Ce que M. Hébert qualifie d'acharnement est en fait une enquête journalistique sérieuse publiée vendredi dernier dans laquelle trois journalistes révélaient les tentatives du directeur général de se débarrasser du chef de police.

De retour de vacances en pleine controverse, M. Hébert avait convié les journalistes lundi avant-midi pour nier les allégations de La Presse à son endroit. Quelques heures plus tard toutefois, l'attaché de presse du ministre de la Sécurité publique le contredisait, affirmant qu'il avait bel et bien tenté de remplacer M. Parent. La faute aux médias? Vraiment?

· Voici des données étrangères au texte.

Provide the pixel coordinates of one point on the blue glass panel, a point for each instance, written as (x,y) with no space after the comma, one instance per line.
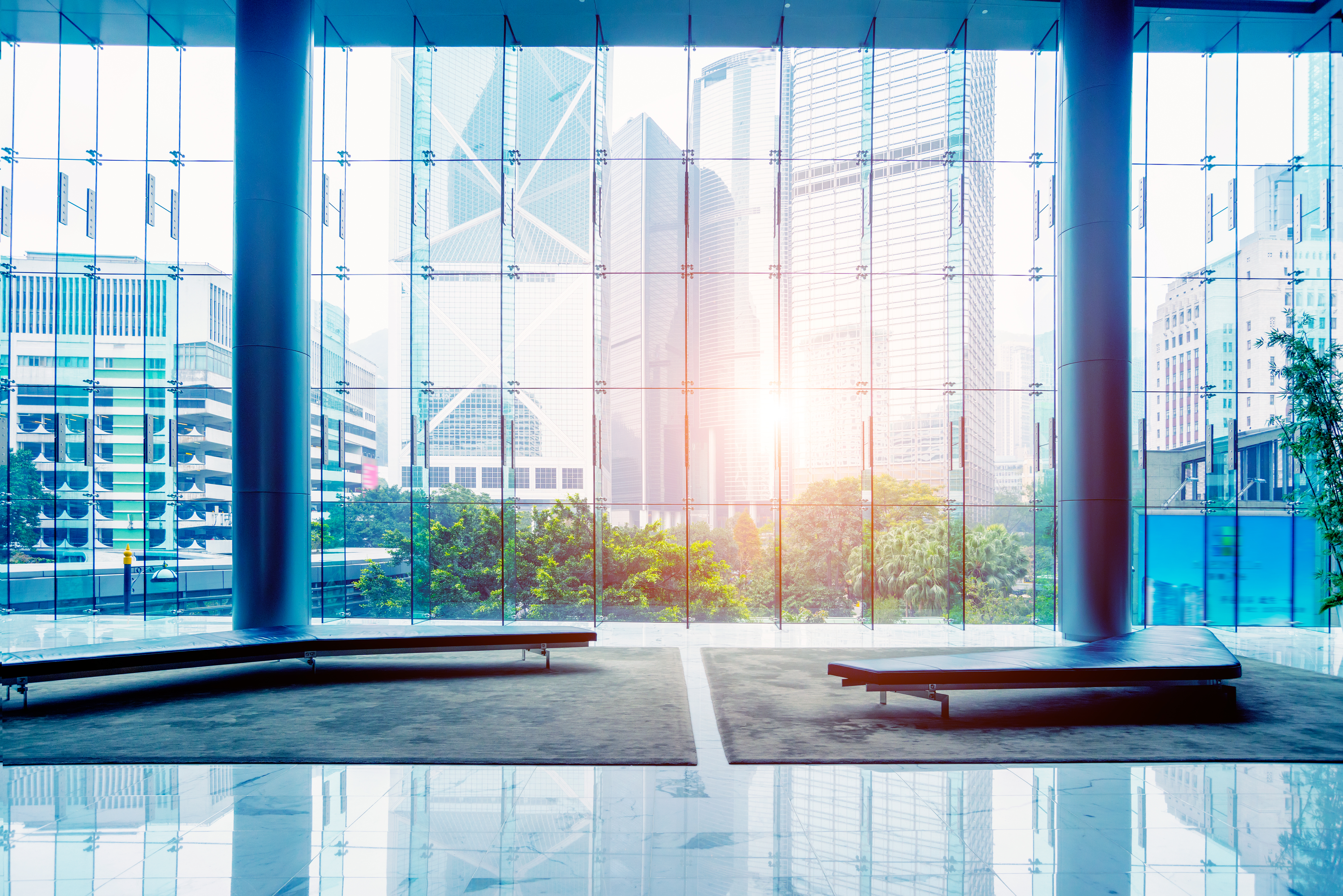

Quand on est une personnalité publique et qu'on se retrouve dans l'embarras, il est toujours tentant de dire que «c'est la faute des journalistes».

L'histoire récente regorge d'exemples de dirigeants d'entreprise ou de politiciens qui ont attribué leurs malheurs aux médias d'information. Hier, la rédactrice en chef du Devoir, Josée Boileau, rappelait sur Twitter qu'en 2009, Pierre Lavallée était venu dans les bureaux du quotidien se plaindre des articles concernant la firme BMR. Témoin à la commission Charbonneau, il a pourtant confirmé tout ce qui avait été écrit à l'époque. L'ex-maire Gérald Tremblay, lorsqu'il était en poste, reprochait lui aussi aux médias montréalais de s'acharner sur sa personne. Même réaction de la part de son bras droit Frank Zampino et du président de la FTQ, Michel Arsenault, tous deux critiques de la couverture médiatique dont ils étaient l'objet. On pourrait qualifier ce type de comportement «d'arrogance des puissants», des gens qui pensent bénéficier d'une sorte d'immunité liée à leur position et qui n'imaginent pas un instant que leurs agissements pourraient être étalés sur la place publique.

Réputations

Comme c'est souvent sur la scène médiatique que se font et défont des réputations, on peut se demander si Guy Hébert a non seulement menti en conférence de presse, mais s'il n'a pas aussi manipulé un journaliste pour tenter de sauver sa réputation. En effet, lundi, ce qui semble être la version du directeur général de la Ville de Montréal occupait toute une page dans un article signé par le rédacteur en chef du Journal de Montréal, Dany Doucet. Dans un geste rarement vu dans les annales du journalisme québécois, M. Doucet prenait la plume pour démolir l'histoire d'un concurrent (en l'occurrence La Presse) et faire écho à la défense de Guy Hébert. Le patron du Journal de Montréal avait-il fait les vérifications d'usage? Ou s'est-il carrément laissé manipuler par le mandarin de la Ville?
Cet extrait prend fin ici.